Figure 3b link
C2 and NirS domain trees reconstructed exclusively from ORFs containing
both domains inverts the relative placement of Chloroflexi, suggesting
that sampling and phylogenetic noise are likely responsible for the
observed differences in these phylogenies (Fig. S3, Fig. S4).
Additionally, there are notable differences in placement among subclades
within the Proteobacteria, suggesting that patterns unrelated to
Chloroflexi evolution may be polarizing the relative placements of
groups in the tree. This lack of robustness caused by alternative
sampling, combined with poor support values within the polyphyletic
clade or between this clade and the Proteobacteria, suggest that the
differences in tree topology may be artefactual, and not reflective of
gene reticulation events.

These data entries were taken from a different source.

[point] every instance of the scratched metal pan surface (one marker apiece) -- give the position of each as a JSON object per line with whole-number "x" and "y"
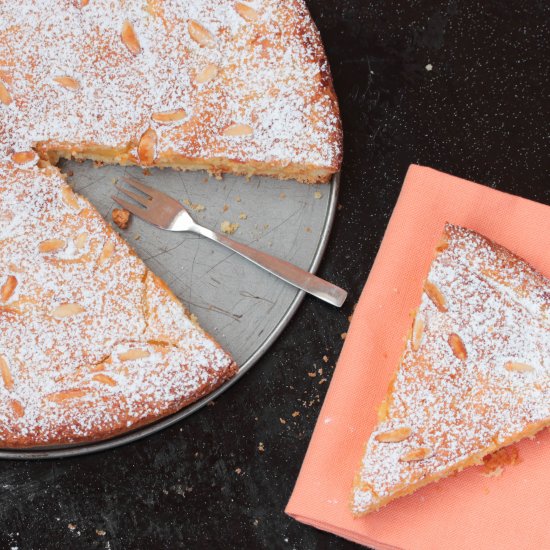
{"x": 239, "y": 304}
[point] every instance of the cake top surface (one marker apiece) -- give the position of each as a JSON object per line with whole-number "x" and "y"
{"x": 475, "y": 371}
{"x": 91, "y": 342}
{"x": 247, "y": 81}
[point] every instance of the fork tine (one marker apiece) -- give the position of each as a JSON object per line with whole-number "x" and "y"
{"x": 142, "y": 213}
{"x": 144, "y": 201}
{"x": 138, "y": 185}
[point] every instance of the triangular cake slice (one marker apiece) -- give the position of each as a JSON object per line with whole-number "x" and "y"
{"x": 474, "y": 376}
{"x": 222, "y": 85}
{"x": 92, "y": 344}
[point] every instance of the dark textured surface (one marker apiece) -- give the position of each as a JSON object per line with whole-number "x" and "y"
{"x": 481, "y": 113}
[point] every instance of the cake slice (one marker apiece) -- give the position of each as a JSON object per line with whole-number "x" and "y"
{"x": 221, "y": 85}
{"x": 92, "y": 344}
{"x": 474, "y": 375}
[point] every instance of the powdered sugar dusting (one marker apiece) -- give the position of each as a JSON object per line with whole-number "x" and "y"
{"x": 461, "y": 408}
{"x": 272, "y": 75}
{"x": 72, "y": 376}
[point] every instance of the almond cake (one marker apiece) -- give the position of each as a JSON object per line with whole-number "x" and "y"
{"x": 221, "y": 85}
{"x": 474, "y": 376}
{"x": 92, "y": 344}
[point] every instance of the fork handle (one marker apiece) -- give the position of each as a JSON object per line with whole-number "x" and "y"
{"x": 280, "y": 268}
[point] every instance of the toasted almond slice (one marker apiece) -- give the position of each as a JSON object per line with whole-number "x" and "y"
{"x": 17, "y": 408}
{"x": 435, "y": 295}
{"x": 129, "y": 38}
{"x": 238, "y": 130}
{"x": 5, "y": 371}
{"x": 5, "y": 96}
{"x": 23, "y": 157}
{"x": 200, "y": 34}
{"x": 209, "y": 72}
{"x": 147, "y": 148}
{"x": 104, "y": 379}
{"x": 247, "y": 12}
{"x": 106, "y": 252}
{"x": 64, "y": 395}
{"x": 514, "y": 366}
{"x": 133, "y": 354}
{"x": 67, "y": 82}
{"x": 417, "y": 454}
{"x": 51, "y": 245}
{"x": 169, "y": 116}
{"x": 8, "y": 288}
{"x": 417, "y": 333}
{"x": 81, "y": 240}
{"x": 458, "y": 347}
{"x": 69, "y": 197}
{"x": 394, "y": 436}
{"x": 67, "y": 310}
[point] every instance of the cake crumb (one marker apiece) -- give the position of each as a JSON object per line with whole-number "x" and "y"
{"x": 195, "y": 206}
{"x": 228, "y": 227}
{"x": 121, "y": 217}
{"x": 494, "y": 464}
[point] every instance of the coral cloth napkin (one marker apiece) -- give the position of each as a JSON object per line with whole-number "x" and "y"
{"x": 468, "y": 510}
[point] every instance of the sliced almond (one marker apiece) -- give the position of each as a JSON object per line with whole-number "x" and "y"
{"x": 23, "y": 157}
{"x": 17, "y": 408}
{"x": 235, "y": 130}
{"x": 5, "y": 371}
{"x": 208, "y": 73}
{"x": 64, "y": 395}
{"x": 104, "y": 379}
{"x": 8, "y": 288}
{"x": 147, "y": 148}
{"x": 169, "y": 116}
{"x": 133, "y": 354}
{"x": 458, "y": 347}
{"x": 514, "y": 366}
{"x": 81, "y": 240}
{"x": 246, "y": 12}
{"x": 67, "y": 82}
{"x": 417, "y": 333}
{"x": 394, "y": 436}
{"x": 200, "y": 34}
{"x": 417, "y": 454}
{"x": 69, "y": 197}
{"x": 129, "y": 38}
{"x": 51, "y": 245}
{"x": 435, "y": 295}
{"x": 5, "y": 96}
{"x": 67, "y": 310}
{"x": 106, "y": 252}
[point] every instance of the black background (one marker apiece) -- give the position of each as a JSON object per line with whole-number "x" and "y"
{"x": 481, "y": 113}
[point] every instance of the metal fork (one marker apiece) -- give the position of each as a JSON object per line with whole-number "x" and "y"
{"x": 167, "y": 213}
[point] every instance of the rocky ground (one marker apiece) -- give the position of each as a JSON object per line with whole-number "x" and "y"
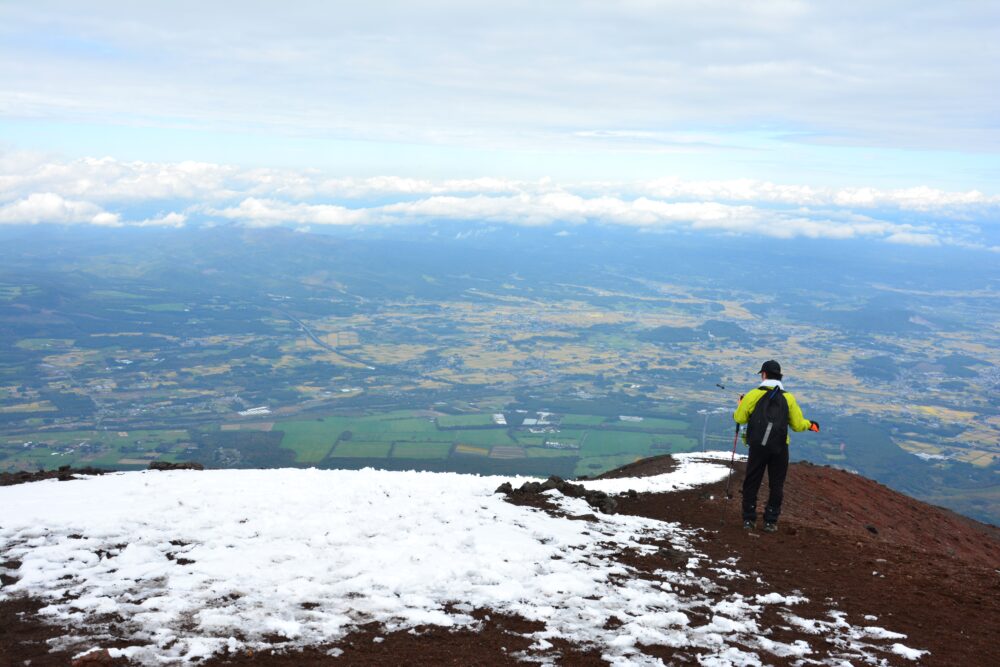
{"x": 843, "y": 542}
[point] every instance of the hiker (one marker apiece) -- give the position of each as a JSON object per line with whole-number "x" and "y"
{"x": 769, "y": 411}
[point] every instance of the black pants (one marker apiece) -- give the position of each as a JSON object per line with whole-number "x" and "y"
{"x": 773, "y": 457}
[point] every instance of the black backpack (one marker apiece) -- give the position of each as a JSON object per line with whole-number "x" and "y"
{"x": 768, "y": 423}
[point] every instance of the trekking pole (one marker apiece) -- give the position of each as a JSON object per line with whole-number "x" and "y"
{"x": 732, "y": 460}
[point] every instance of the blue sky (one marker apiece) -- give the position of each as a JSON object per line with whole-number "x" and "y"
{"x": 594, "y": 99}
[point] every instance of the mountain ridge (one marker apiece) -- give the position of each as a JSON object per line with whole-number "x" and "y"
{"x": 925, "y": 573}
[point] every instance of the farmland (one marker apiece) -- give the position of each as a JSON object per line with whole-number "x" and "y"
{"x": 264, "y": 348}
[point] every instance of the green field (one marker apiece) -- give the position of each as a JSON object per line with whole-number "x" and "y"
{"x": 584, "y": 420}
{"x": 606, "y": 443}
{"x": 485, "y": 438}
{"x": 654, "y": 424}
{"x": 405, "y": 434}
{"x": 361, "y": 449}
{"x": 539, "y": 452}
{"x": 453, "y": 421}
{"x": 311, "y": 440}
{"x": 95, "y": 448}
{"x": 421, "y": 450}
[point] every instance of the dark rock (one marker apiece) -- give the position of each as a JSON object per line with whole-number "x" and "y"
{"x": 181, "y": 465}
{"x": 63, "y": 474}
{"x": 100, "y": 657}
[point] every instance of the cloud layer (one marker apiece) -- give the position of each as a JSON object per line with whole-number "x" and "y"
{"x": 784, "y": 82}
{"x": 107, "y": 192}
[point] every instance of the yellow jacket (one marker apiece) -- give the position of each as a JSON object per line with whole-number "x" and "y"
{"x": 796, "y": 421}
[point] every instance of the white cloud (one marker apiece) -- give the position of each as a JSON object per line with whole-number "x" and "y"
{"x": 269, "y": 212}
{"x": 912, "y": 238}
{"x": 48, "y": 207}
{"x": 35, "y": 190}
{"x": 890, "y": 73}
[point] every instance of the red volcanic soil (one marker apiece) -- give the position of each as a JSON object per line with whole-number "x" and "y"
{"x": 922, "y": 570}
{"x": 843, "y": 540}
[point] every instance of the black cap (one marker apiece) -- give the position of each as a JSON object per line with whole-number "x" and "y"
{"x": 772, "y": 368}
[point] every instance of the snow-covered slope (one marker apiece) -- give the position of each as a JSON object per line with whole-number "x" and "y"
{"x": 196, "y": 563}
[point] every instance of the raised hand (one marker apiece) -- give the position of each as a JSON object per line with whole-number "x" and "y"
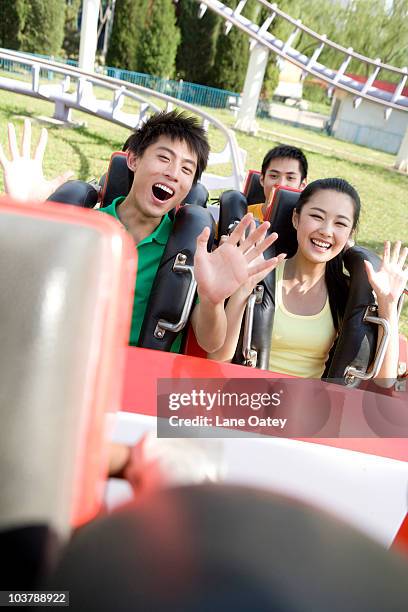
{"x": 237, "y": 262}
{"x": 390, "y": 280}
{"x": 23, "y": 175}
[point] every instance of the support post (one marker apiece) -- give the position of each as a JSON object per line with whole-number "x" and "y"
{"x": 89, "y": 35}
{"x": 401, "y": 163}
{"x": 258, "y": 60}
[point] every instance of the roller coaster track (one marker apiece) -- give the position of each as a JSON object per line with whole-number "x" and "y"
{"x": 73, "y": 89}
{"x": 310, "y": 65}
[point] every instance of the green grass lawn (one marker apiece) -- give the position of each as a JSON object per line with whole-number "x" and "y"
{"x": 87, "y": 149}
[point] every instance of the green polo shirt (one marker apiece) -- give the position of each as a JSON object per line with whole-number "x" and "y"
{"x": 150, "y": 251}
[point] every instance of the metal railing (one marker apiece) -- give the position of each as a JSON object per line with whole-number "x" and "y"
{"x": 310, "y": 65}
{"x": 75, "y": 90}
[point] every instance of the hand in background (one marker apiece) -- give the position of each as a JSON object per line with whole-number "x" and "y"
{"x": 390, "y": 280}
{"x": 24, "y": 179}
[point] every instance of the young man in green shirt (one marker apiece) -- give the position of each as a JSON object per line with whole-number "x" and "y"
{"x": 166, "y": 155}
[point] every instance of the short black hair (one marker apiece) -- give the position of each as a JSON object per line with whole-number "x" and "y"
{"x": 177, "y": 125}
{"x": 286, "y": 152}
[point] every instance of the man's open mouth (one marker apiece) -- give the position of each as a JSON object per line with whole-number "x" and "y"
{"x": 162, "y": 192}
{"x": 321, "y": 244}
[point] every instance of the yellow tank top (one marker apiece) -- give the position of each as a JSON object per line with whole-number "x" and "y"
{"x": 300, "y": 344}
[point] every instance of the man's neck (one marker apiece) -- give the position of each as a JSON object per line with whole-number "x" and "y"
{"x": 137, "y": 224}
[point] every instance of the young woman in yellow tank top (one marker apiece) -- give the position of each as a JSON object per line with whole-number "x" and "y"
{"x": 311, "y": 288}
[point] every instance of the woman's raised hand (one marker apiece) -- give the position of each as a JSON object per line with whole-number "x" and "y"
{"x": 23, "y": 175}
{"x": 390, "y": 280}
{"x": 238, "y": 261}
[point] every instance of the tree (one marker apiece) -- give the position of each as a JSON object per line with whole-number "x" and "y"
{"x": 159, "y": 39}
{"x": 43, "y": 30}
{"x": 124, "y": 41}
{"x": 11, "y": 23}
{"x": 196, "y": 53}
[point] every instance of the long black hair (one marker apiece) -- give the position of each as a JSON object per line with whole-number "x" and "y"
{"x": 336, "y": 281}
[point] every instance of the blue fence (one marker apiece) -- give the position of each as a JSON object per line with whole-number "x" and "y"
{"x": 199, "y": 95}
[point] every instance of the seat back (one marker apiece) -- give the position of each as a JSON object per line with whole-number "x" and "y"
{"x": 67, "y": 278}
{"x": 173, "y": 286}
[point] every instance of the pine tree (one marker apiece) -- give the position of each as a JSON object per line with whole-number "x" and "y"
{"x": 11, "y": 23}
{"x": 127, "y": 25}
{"x": 159, "y": 40}
{"x": 196, "y": 53}
{"x": 43, "y": 30}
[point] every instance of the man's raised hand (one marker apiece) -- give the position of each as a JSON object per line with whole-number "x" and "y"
{"x": 23, "y": 175}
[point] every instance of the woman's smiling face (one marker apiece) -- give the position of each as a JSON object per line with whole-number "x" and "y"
{"x": 324, "y": 225}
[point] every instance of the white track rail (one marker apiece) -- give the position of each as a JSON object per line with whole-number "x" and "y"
{"x": 310, "y": 65}
{"x": 74, "y": 90}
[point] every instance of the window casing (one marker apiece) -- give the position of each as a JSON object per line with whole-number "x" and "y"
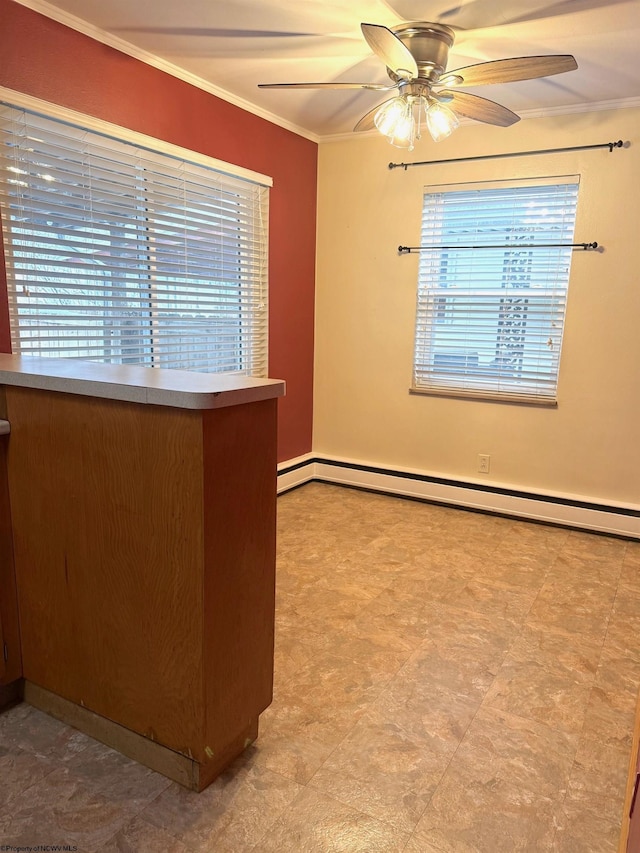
{"x": 490, "y": 318}
{"x": 119, "y": 253}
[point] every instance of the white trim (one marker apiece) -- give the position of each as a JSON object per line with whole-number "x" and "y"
{"x": 124, "y": 134}
{"x": 304, "y": 472}
{"x": 104, "y": 37}
{"x": 601, "y": 517}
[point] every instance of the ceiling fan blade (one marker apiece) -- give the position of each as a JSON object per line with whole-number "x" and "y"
{"x": 479, "y": 109}
{"x": 512, "y": 70}
{"x": 388, "y": 47}
{"x": 366, "y": 122}
{"x": 376, "y": 86}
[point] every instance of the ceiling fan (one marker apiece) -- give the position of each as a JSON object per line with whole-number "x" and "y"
{"x": 416, "y": 55}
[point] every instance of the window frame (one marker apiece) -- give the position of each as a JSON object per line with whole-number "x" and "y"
{"x": 540, "y": 388}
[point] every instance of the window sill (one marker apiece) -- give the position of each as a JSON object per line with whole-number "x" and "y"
{"x": 487, "y": 396}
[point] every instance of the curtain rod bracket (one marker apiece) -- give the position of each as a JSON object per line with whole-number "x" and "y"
{"x": 609, "y": 145}
{"x": 407, "y": 250}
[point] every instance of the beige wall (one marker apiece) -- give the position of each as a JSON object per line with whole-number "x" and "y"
{"x": 365, "y": 308}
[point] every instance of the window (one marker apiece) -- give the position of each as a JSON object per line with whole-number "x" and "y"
{"x": 492, "y": 291}
{"x": 119, "y": 253}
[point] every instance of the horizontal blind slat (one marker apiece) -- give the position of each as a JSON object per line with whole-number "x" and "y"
{"x": 118, "y": 253}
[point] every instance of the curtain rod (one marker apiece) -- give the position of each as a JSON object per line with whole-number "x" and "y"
{"x": 406, "y": 250}
{"x": 609, "y": 145}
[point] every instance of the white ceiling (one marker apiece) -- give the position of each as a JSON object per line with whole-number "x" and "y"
{"x": 232, "y": 45}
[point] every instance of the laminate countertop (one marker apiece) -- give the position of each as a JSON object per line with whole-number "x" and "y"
{"x": 131, "y": 383}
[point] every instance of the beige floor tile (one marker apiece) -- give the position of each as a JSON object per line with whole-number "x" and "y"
{"x": 230, "y": 815}
{"x": 467, "y": 816}
{"x": 316, "y": 823}
{"x": 522, "y": 753}
{"x": 139, "y": 836}
{"x": 386, "y": 770}
{"x": 587, "y": 823}
{"x": 534, "y": 691}
{"x": 446, "y": 682}
{"x": 84, "y": 802}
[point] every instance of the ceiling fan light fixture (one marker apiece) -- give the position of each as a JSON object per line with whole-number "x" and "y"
{"x": 394, "y": 118}
{"x": 441, "y": 121}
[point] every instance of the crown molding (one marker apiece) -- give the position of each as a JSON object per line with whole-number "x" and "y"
{"x": 90, "y": 30}
{"x": 98, "y": 34}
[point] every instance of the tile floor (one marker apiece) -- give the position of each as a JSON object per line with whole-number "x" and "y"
{"x": 445, "y": 682}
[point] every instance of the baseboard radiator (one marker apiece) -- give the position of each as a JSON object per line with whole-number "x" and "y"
{"x": 569, "y": 510}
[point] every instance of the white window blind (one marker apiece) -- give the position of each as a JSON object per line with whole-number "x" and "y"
{"x": 489, "y": 320}
{"x": 118, "y": 253}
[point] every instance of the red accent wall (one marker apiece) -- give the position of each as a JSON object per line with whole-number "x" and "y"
{"x": 45, "y": 59}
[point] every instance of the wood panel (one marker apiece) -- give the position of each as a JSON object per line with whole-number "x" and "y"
{"x": 107, "y": 512}
{"x": 10, "y": 669}
{"x": 240, "y": 527}
{"x": 630, "y": 835}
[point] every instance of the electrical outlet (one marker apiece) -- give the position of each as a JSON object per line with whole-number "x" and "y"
{"x": 484, "y": 462}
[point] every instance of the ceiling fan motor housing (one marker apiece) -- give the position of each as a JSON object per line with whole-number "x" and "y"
{"x": 429, "y": 45}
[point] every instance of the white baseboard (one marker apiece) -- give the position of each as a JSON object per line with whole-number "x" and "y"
{"x": 567, "y": 510}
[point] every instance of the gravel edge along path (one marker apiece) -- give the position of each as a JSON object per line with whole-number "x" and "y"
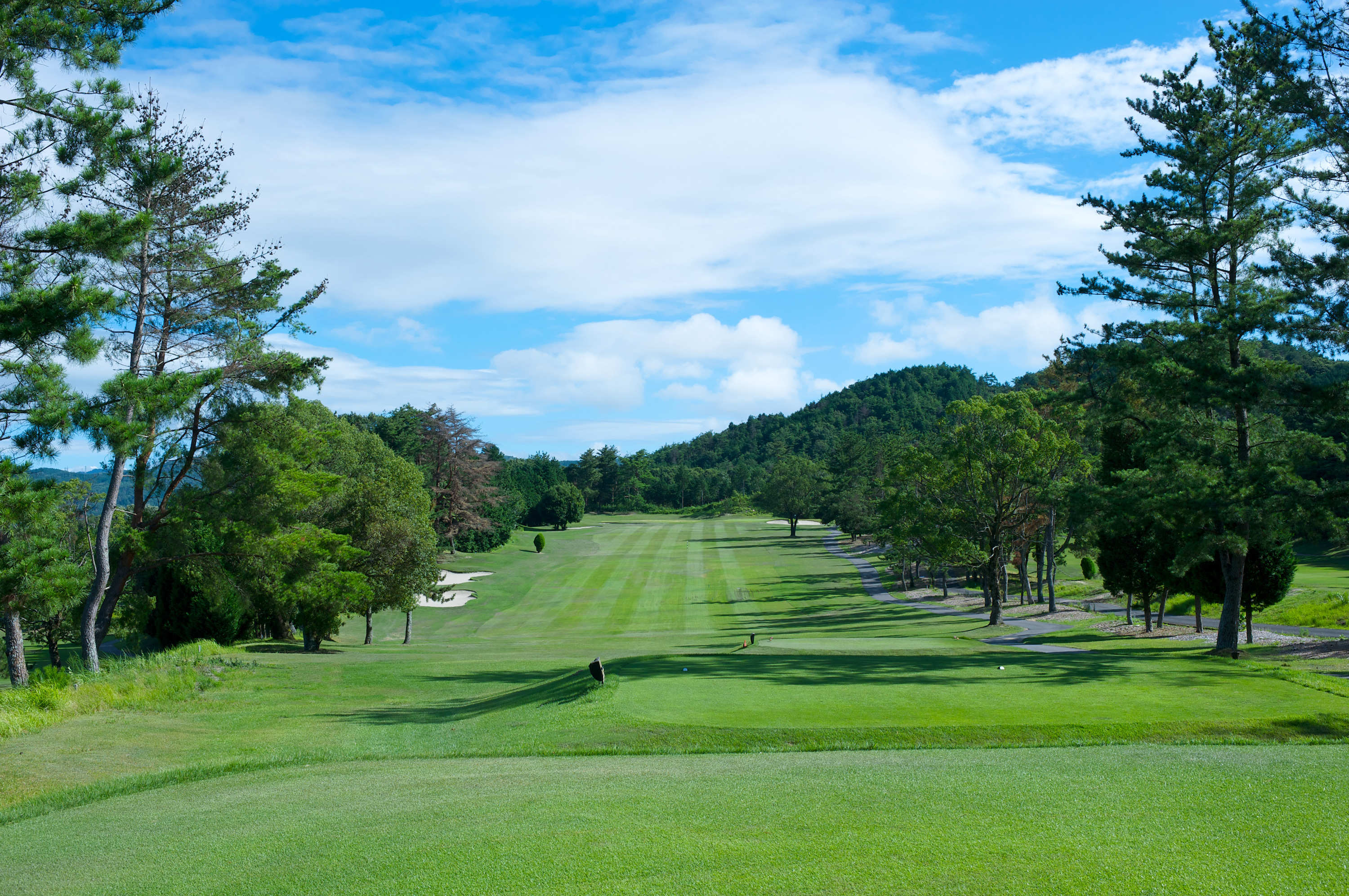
{"x": 875, "y": 588}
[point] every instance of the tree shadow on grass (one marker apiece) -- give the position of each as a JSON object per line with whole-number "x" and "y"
{"x": 556, "y": 691}
{"x": 942, "y": 670}
{"x": 285, "y": 648}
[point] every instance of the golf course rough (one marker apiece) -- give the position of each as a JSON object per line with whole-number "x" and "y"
{"x": 483, "y": 758}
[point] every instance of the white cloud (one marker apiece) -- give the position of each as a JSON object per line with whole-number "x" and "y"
{"x": 1023, "y": 332}
{"x": 1070, "y": 102}
{"x": 606, "y": 365}
{"x": 749, "y": 367}
{"x": 755, "y": 157}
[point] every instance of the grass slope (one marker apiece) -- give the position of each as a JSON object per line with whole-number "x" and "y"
{"x": 1077, "y": 821}
{"x": 388, "y": 768}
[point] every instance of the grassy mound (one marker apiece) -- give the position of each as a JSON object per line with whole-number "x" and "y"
{"x": 1058, "y": 821}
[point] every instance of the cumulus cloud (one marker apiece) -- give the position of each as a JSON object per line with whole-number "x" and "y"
{"x": 749, "y": 367}
{"x": 746, "y": 154}
{"x": 607, "y": 365}
{"x": 1070, "y": 102}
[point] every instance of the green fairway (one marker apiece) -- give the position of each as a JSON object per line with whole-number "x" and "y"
{"x": 1077, "y": 821}
{"x": 1004, "y": 687}
{"x": 1321, "y": 566}
{"x": 386, "y": 767}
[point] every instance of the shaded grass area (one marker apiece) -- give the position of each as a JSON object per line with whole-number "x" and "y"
{"x": 505, "y": 675}
{"x": 1054, "y": 821}
{"x": 141, "y": 683}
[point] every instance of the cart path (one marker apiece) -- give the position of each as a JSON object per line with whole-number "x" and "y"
{"x": 875, "y": 588}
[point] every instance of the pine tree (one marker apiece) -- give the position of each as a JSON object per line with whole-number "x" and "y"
{"x": 188, "y": 336}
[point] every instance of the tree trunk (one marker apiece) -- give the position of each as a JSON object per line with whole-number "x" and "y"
{"x": 14, "y": 650}
{"x": 110, "y": 600}
{"x": 1039, "y": 574}
{"x": 1233, "y": 567}
{"x": 1049, "y": 558}
{"x": 89, "y": 621}
{"x": 995, "y": 581}
{"x": 53, "y": 637}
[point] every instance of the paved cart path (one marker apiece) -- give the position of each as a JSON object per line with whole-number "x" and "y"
{"x": 875, "y": 588}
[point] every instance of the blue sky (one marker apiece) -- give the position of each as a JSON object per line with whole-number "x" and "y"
{"x": 633, "y": 223}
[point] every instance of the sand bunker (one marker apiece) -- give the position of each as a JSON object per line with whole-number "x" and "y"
{"x": 455, "y": 598}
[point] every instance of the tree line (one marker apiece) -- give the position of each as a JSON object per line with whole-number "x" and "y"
{"x": 1189, "y": 449}
{"x": 1186, "y": 449}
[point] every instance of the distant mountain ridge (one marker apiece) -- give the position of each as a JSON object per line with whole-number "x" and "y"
{"x": 98, "y": 481}
{"x": 899, "y": 401}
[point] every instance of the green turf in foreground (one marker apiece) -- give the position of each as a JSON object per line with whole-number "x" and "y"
{"x": 1050, "y": 821}
{"x": 348, "y": 771}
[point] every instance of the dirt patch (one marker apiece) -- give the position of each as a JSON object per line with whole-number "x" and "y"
{"x": 1320, "y": 650}
{"x": 1260, "y": 636}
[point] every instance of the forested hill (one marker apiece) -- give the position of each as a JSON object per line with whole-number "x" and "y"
{"x": 898, "y": 401}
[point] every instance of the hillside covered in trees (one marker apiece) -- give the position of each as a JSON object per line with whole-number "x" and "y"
{"x": 895, "y": 402}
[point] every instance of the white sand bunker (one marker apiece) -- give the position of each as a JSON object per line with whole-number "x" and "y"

There seems to be no reason to reject the null
hypothesis that the C2 and NirS domains have the same evolutionary
origins within Chloroflexi.
The inferred phylogeny for C1 shows a much different evolutionary
history than the other two domains (Fig. 4). In contrast to the domain
trees for C2 or NirS, the C1 tree shows sequences from
Nitrospirae and Nitrospinae grouping together within a large clade of
Chloroflexi C1 domains. Additional Chloroflexi sequences group with a
small number of more distantly related Proteobacteria. However, the
placement and taxonomic representation of Proteobacteria in the C1 tree
is different from that seen in the other domain trees.